Violations include: submitting AI-generated work without citation, using another student's DAG or defense without attribution, submitting work substantially similar to a peer's submission. All violations will be reported to OSCCR. No exceptions.
Collaboration policy: You are encouraged to discuss concepts, cases, and strategies. You may not share DAGs, defenses, written analyses, or specifications. Work you submit with your name on it must reflect your own reasoning in your own words. If you collaborated on ideas, list your collaborators clearly.
If you are unsure whether something crosses a line — ask. I would rather answer that question than navigate a violation.
You are encouraged to use generative AI tools in this course. This is not a reluctant permission — it is a deliberate pedagogical choice grounded in the course's thesis.
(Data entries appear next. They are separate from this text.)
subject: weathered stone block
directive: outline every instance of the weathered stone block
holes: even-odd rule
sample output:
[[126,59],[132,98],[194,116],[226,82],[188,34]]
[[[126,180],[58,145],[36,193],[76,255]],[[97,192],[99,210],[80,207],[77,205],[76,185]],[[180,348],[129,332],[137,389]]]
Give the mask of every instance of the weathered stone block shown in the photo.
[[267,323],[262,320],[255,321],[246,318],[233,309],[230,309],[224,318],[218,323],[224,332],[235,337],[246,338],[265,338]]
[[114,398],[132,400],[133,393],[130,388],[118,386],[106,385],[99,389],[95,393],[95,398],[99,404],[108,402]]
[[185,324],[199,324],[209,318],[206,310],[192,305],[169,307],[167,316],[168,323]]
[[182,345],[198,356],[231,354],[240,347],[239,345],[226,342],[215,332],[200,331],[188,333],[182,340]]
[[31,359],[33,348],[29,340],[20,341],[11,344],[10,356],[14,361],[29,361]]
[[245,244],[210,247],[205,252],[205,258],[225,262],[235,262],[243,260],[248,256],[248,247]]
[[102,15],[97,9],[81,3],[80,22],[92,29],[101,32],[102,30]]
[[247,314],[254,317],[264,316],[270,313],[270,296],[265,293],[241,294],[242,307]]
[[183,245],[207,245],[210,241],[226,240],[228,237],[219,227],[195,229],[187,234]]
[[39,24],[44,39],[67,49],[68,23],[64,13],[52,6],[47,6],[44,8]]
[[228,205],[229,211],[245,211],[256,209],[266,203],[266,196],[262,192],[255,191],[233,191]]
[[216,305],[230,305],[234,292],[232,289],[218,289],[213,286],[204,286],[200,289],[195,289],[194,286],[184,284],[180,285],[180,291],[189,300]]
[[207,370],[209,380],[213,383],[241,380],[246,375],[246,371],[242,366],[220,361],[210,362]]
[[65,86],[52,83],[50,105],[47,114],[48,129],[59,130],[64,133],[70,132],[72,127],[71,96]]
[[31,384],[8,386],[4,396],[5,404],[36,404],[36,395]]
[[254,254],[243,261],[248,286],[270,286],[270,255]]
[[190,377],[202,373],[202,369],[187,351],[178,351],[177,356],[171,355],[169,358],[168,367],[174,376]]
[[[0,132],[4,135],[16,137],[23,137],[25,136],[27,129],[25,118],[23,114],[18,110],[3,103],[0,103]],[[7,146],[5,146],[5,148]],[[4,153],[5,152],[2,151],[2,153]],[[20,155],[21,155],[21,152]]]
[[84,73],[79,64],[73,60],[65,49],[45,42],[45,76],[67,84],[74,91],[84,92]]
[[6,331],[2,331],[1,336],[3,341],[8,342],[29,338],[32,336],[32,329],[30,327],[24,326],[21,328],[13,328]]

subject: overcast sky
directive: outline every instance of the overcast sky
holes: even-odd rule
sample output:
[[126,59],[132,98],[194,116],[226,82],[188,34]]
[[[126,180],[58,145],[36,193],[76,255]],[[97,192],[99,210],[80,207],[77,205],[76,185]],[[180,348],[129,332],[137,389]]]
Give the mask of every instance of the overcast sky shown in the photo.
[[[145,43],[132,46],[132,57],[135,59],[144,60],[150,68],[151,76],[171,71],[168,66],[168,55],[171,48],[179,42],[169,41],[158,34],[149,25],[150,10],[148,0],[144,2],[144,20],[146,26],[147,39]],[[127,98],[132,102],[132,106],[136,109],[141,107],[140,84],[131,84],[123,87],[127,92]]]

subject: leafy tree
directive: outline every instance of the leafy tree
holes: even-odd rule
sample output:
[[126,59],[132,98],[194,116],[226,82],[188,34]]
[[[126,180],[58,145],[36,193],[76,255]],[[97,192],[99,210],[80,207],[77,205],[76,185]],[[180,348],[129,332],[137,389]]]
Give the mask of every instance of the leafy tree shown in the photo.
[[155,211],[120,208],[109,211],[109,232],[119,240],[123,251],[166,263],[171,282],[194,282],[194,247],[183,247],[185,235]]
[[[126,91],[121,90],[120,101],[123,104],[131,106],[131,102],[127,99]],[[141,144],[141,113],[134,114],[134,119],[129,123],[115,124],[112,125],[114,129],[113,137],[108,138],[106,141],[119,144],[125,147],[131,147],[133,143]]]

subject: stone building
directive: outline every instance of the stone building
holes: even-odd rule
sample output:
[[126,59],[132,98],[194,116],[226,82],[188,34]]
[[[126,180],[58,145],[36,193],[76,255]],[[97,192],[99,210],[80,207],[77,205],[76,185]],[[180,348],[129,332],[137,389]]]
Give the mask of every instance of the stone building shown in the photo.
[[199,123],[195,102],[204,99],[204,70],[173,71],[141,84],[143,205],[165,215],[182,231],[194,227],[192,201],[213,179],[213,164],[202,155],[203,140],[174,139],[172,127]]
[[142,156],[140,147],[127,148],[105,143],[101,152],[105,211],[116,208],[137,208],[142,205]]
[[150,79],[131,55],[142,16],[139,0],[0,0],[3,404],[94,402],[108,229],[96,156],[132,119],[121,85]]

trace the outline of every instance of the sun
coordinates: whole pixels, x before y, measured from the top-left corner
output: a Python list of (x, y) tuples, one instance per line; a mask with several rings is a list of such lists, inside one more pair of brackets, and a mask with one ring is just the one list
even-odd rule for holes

Use Claude to generate your first-pass DAG. Use ChatGPT to draft your assumption defense. Then ask: What did it get wrong? What did it assume that I would never assume, knowing what I know about this domain? That gap is the irreducibly human part. Finding it, naming it, and correcting it is the work of this course.
Every submission requires the AI Use Disclosure block specified in Section 6. Undisclosed AI use is an academic integrity violation. The TA or instructor may ask you to walk through and explain any part of your submitted work.
An incomplete grade may be reported when a student has failed to complete a major course component. Missing work must be submitted within 30 days of the term's end or the agreed-upon due date, or it receives no credit. Contact the instructor before the final week if circumstances warrant discussion.